I missed a bird this spring with my new-used Mossberg 835 and its front and middle bead sights. I'd called a whole flock to me in some thick, brushy woods, and the boss hen brought a pile of turkeys with her to challenge the bird she thought she heard. She came to 10 or 15 yards with a string of turkeys behind her and a gobbler bringing up the rear. There was always another turkey or too many branches between me and the tom. Finally, the hen decided there was nothing to see there—I should have put out a decoy, but in such thick woods I had thought why?—and she turned to leave. All of the other turkeys turned, too, and it was time to find a hole in the brush and shoot or let the gobbler walk. I shot. He didn't walk, he ran.

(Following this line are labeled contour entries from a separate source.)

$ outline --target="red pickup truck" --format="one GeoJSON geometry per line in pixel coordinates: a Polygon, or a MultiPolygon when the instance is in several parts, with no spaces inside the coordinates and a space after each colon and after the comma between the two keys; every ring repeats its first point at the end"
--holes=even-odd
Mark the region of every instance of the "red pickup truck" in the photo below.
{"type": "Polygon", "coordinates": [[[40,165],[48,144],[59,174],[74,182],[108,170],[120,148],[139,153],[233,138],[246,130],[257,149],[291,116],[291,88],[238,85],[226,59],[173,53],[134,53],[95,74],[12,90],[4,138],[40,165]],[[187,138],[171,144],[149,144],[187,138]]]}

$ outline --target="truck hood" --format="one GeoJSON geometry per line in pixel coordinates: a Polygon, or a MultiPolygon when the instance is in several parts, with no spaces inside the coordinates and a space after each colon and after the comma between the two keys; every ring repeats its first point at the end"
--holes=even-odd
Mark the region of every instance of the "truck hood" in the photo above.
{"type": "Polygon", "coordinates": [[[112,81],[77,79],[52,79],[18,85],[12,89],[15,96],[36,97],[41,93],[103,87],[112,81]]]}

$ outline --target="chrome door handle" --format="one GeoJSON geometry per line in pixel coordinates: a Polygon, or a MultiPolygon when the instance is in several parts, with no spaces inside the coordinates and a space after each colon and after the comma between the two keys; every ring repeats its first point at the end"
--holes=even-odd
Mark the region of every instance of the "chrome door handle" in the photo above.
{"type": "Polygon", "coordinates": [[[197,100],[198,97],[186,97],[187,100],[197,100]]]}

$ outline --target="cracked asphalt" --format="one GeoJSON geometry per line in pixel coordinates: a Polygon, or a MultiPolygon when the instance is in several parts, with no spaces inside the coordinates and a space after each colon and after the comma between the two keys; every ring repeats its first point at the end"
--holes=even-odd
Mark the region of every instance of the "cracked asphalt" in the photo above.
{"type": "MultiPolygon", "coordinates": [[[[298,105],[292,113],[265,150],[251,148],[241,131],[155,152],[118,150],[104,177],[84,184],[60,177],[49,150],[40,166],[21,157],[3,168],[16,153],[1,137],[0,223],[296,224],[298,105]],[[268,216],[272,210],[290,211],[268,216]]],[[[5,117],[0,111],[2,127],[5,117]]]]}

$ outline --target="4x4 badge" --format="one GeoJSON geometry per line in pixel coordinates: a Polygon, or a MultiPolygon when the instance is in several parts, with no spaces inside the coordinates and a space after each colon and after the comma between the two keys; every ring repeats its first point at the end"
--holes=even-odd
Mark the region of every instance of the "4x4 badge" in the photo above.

That was the one shot I took this spring with an unscoped gun. Coincidence? You decide, but I have been sold on turkey gun optics for a long time, and this didn't change my mind any. I am fairly certain I would have killed that bird with a scoped gun. Personally, I have come to prefer the magnification of a low-power scope to a red dot, especially as chokes and ammo improve to the point that long shots are makeable.

Chokes and Loads

As I mentioned in a previous post, we are in the era of long-range turkey guns. The chokes and loads we've got now shoot patterns you can scarcely cover with your hand at 20 yards, and kill birds way past 50. Where the sweet spot of turkey gun patterns—the point where they are big enough to hit with, but dense enough for sure kills—used to be 20 to 30 yards, now it's 25 or 30 yards to 40 and change. If you shoot a turkey choke and premium ammunition, you might consider setting your decoys a little farther out or just start shooting sooner when a bird approaches. The bird I killed Friday morning was coming to me across an open field. It was on course to walk up and sit in my lap, but I shot it at 38 yards, which is a chip shot for the gun and ammo I'm shooting. And, unlike the bird I sniped at 57 steps on opening morning, this one left me all twitterpated as I walked up to it, so by that metric, 38 yards is close enough.

If longer shots offend you, or if you hunt in woods where you can't even see beyond 40 yards and turkeys sneak in undetected, you're better off going low-tech. Shoot a standard full choke and regular lead loads, or maybe upgrade to Winchester Long Beard. That's a more practical setup for killing your birds inside 35 yards, the way we all used to.